Depok, 11 Oktober 2024 – Dalam upaya menguatkan perlindungan sipil dan objek sipil di situasi konflik bersenjata, cendekiawan Islam memainkan peran penting sebagai penjaga prinsip-prinsip kemanusiaan yang tertuang dalam hukum Islam. Hal ini menjadi salah satu sorotan utama dalam 7th Certificate Course on International Humanitarian Law (IHL) and Islamic Law Related to Armed Conflict yang diselenggarakan oleh ICRC bersama INSANIA dan Universitas Islam Internasional Indonesia (UIII) pada 9-12 Oktober 2024 di Depok.
Dalam sesi yang membahas “Perlindungan Sipil dalam Konflik: Studi Kasus di Dunia Muslim,” para peserta dari kalangan akademisi, praktisi hukum, dan diplomat Indonesia diajak untuk mendalami relevansi hukum Islam dalam perlindungan warga sipil dan objek sipil di situasi konflik bersenjata. Hukum Islam, dengan konsep perlindungan seperti al-dhimma dan larangan menyerang non-kombatan, memiliki kesamaan prinsip dengan hukum humaniter internasional yang tertuang dalam Konvensi Jenewa.
Peran Kunci Cendekiawan Islam
Ziaullah Rahmani, Penasihat Regional ICRC untuk Hukum Islam di Islamabad, menekankan bahwa cendekiawan Islam memiliki tanggung jawab besar dalam mengedukasi dan menerapkan prinsip-prinsip perlindungan ini dalam konteks konflik bersenjata modern. Menurutnya, kolaborasi antara ICRC dan institusi Islam, seperti yang dilakukan dalam kursus sertifikasi ini, dapat menguatkan sinergi antara hukum Islam dan IHL dalam menjaga martabat manusia.
“Cendekiawan Islam adalah ujung tombak dalam memastikan bahwa prinsip-prinsip perlindungan kemanusiaan yang ada dalam hukum Islam terus relevan dan diterapkan di lapangan. Peran mereka sangat penting dalam menyebarkan pemahaman yang benar tentang perlindungan sipil dalam situasi kekerasan,” jelas Rahmani.
Studi Kasus Perlindungan Sipil di Dunia Muslim
Sesi ini juga membahas studi kasus dari berbagai negara Muslim yang mengalami konflik bersenjata, seperti di Timur Tengah dan Afrika Utara. Para peserta mengeksplorasi bagaimana hukum Islam diterapkan dalam melindungi warga sipil, harta benda sipil, serta penanganan tawanan perang. Diskusi interaktif yang difasilitasi oleh pakar hukum dari ICRC memberikan wawasan mendalam tentang tantangan yang dihadapi dalam implementasi prinsip-prinsip tersebut.

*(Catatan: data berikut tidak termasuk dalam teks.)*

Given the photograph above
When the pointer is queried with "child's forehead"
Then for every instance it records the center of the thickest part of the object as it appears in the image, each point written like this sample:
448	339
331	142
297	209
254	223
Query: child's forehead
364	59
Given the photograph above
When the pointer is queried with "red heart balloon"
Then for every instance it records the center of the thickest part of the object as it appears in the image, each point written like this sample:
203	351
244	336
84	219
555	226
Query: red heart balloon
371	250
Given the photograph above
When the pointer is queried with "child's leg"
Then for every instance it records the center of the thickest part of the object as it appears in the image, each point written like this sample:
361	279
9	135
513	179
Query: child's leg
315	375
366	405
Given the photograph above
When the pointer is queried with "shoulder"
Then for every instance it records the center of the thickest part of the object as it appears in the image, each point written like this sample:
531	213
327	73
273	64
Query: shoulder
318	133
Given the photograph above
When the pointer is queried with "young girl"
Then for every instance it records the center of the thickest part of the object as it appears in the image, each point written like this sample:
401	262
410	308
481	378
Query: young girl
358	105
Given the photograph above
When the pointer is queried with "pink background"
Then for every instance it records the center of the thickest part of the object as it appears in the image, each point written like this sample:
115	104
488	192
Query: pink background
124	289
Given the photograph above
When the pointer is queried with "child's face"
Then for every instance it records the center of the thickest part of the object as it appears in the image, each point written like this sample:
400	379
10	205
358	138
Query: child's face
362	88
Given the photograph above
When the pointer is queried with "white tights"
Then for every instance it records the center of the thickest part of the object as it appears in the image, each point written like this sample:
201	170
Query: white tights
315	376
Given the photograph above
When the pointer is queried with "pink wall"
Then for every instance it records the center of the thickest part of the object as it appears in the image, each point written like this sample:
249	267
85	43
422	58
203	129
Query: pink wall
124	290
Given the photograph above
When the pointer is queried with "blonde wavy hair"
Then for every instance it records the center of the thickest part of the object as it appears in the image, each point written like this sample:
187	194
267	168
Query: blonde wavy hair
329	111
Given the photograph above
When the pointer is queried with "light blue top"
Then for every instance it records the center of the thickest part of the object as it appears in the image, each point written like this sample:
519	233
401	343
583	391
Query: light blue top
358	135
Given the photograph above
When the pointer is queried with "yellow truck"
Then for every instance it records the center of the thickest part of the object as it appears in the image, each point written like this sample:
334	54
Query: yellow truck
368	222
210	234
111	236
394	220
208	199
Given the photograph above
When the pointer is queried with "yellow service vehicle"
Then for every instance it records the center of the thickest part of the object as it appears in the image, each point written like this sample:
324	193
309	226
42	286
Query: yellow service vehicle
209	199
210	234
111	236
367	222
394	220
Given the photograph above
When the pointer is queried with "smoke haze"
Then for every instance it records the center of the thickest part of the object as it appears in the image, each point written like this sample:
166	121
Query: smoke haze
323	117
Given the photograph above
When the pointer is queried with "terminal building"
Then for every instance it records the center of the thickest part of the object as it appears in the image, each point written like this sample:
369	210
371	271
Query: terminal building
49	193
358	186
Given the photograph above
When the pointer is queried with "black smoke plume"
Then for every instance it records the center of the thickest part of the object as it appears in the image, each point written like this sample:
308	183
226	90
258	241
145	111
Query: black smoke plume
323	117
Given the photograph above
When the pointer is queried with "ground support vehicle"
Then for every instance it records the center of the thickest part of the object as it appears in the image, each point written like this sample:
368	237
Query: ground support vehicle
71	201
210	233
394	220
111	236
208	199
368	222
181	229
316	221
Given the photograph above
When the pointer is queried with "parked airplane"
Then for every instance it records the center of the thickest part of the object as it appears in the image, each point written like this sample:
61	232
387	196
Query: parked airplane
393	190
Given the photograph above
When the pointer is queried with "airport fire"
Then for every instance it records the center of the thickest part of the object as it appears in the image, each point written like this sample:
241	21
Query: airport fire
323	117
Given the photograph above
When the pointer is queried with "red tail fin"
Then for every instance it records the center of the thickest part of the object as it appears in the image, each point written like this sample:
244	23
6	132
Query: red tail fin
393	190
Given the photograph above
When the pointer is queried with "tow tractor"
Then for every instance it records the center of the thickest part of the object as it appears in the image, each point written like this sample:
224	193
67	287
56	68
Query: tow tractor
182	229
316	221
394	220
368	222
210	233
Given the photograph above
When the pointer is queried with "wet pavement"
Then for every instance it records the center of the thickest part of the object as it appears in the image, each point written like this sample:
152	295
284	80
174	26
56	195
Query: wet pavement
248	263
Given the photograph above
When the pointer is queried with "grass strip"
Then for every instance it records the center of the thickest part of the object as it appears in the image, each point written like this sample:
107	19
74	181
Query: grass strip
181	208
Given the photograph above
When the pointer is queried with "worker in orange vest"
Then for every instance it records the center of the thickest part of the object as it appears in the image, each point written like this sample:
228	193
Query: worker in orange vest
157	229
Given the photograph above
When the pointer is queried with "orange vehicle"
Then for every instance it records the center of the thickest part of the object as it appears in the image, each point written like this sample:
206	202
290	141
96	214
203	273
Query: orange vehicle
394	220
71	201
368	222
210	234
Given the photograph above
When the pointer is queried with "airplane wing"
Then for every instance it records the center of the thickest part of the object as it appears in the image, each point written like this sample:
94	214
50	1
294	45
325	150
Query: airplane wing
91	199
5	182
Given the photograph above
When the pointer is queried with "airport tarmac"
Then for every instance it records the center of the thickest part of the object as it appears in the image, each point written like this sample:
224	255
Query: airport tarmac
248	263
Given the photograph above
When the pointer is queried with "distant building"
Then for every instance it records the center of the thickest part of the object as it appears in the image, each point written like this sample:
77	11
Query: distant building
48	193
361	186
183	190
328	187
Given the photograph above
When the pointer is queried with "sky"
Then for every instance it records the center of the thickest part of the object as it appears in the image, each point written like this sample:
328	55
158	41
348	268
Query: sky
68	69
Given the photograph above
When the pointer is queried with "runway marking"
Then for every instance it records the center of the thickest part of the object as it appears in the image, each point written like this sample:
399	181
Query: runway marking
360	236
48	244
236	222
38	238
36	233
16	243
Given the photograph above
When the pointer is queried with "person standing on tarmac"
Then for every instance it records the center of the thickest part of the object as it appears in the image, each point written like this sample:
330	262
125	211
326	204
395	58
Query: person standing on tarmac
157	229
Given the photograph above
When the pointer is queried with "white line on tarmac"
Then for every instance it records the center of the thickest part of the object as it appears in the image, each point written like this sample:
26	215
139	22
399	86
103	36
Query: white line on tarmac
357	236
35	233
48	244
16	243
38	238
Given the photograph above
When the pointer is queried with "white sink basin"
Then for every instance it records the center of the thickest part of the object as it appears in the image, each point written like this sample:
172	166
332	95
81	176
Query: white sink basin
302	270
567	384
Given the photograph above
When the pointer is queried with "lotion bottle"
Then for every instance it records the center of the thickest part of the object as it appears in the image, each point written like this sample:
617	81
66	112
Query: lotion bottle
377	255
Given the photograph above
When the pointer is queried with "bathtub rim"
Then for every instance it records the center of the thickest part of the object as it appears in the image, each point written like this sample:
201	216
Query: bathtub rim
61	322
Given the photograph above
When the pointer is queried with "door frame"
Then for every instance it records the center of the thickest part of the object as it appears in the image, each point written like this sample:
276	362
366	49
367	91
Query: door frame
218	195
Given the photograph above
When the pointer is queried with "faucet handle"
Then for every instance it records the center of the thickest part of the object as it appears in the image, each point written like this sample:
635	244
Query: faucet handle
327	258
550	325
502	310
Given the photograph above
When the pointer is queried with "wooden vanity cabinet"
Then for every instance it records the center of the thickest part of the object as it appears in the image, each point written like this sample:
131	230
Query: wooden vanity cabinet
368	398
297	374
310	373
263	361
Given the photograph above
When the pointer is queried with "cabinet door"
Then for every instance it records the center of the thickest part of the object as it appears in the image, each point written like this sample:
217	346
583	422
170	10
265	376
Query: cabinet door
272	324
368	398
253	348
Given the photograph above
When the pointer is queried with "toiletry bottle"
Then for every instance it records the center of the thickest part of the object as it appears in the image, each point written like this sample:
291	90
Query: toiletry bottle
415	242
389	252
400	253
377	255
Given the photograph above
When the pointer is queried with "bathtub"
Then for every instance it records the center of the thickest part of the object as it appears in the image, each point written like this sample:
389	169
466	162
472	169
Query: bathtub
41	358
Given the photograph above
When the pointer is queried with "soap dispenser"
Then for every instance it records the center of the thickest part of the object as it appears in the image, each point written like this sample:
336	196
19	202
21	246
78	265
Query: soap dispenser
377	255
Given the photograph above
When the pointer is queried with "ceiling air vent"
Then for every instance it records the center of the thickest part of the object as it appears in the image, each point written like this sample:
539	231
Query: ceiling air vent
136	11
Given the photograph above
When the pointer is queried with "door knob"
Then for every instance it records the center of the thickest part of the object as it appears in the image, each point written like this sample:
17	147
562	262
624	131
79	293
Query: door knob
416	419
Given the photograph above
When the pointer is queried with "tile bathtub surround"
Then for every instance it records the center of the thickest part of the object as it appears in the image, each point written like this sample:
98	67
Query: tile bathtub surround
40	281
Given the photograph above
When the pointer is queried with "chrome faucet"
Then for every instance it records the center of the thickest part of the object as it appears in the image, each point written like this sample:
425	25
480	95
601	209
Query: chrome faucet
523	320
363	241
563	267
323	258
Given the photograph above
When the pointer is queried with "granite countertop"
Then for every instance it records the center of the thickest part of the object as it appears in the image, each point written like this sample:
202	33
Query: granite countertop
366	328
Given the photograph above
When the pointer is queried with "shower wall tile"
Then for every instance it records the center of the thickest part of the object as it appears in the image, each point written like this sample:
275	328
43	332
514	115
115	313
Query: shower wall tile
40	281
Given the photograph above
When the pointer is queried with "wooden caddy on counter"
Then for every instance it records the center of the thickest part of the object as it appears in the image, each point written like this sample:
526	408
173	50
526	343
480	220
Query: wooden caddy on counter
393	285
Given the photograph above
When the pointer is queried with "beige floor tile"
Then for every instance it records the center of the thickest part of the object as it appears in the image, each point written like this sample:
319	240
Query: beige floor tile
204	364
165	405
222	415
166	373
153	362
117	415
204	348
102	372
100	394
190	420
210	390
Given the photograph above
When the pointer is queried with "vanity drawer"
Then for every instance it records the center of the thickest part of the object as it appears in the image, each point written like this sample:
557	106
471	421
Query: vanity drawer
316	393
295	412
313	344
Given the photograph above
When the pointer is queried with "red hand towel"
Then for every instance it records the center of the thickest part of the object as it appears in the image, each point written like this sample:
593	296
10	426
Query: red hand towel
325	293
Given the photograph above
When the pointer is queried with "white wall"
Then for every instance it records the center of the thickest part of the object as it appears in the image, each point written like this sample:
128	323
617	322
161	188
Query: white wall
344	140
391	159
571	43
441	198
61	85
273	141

Adhiningtyas S. Djatmiko, Penasihat Hukum ICRC Jakarta, menjelaskan bahwa hukum humaniter internasional dan hukum Islam memiliki kesamaan dalam prinsip-prinsip dasar perlindungan, seperti prinsip pembedaan, proporsionalitas, dan kehati-hatian dalam operasi militer. Namun, penerapan prinsip-prinsip ini dalam situasi konflik bersenjata di negara-negara Muslim sering kali menghadapi kendala, baik dari segi politik maupun sosial.
“Perlindungan sipil adalah salah satu isu yang paling krusial dalam hukum humaniter, dan hukum Islam memberikan panduan yang jelas terkait hal ini. Tetapi, dalam konteks konflik modern, penerapannya membutuhkan dukungan kuat dari cendekiawan Islam dan masyarakat lokal,” ujar Djatmiko.
Membangun Sinergi untuk Perlindungan yang Lebih Baik
Melalui kursus ini, para cendekiawan, diplomat, dan akademisi diharapkan dapat berperan lebih aktif dalam menyebarluaskan pemahaman tentang perlindungan sipil berdasarkan hukum Islam dan IHL. Para peserta juga didorong untuk terus membangun sinergi antara prinsip-prinsip agama dan hukum internasional dalam upaya mengurangi penderitaan korban konflik.
“Kami berharap kursus ini dapat menjadi titik awal untuk memperkuat dialog antara cendekiawan Islam dan komunitas internasional, sehingga perlindungan terhadap warga sipil dapat lebih efektif, baik dalam hukum Islam maupun hukum humaniter internasional,” kata Rahmani.
Acara ini menunjukkan bahwa kolaborasi antara ICRC dan institusi Islam, seperti INSANIA dan UIII, tidak hanya memperkuat pemahaman akademis, tetapi juga membawa dampak nyata dalam perlindungan korban konflik di berbagai belahan dunia.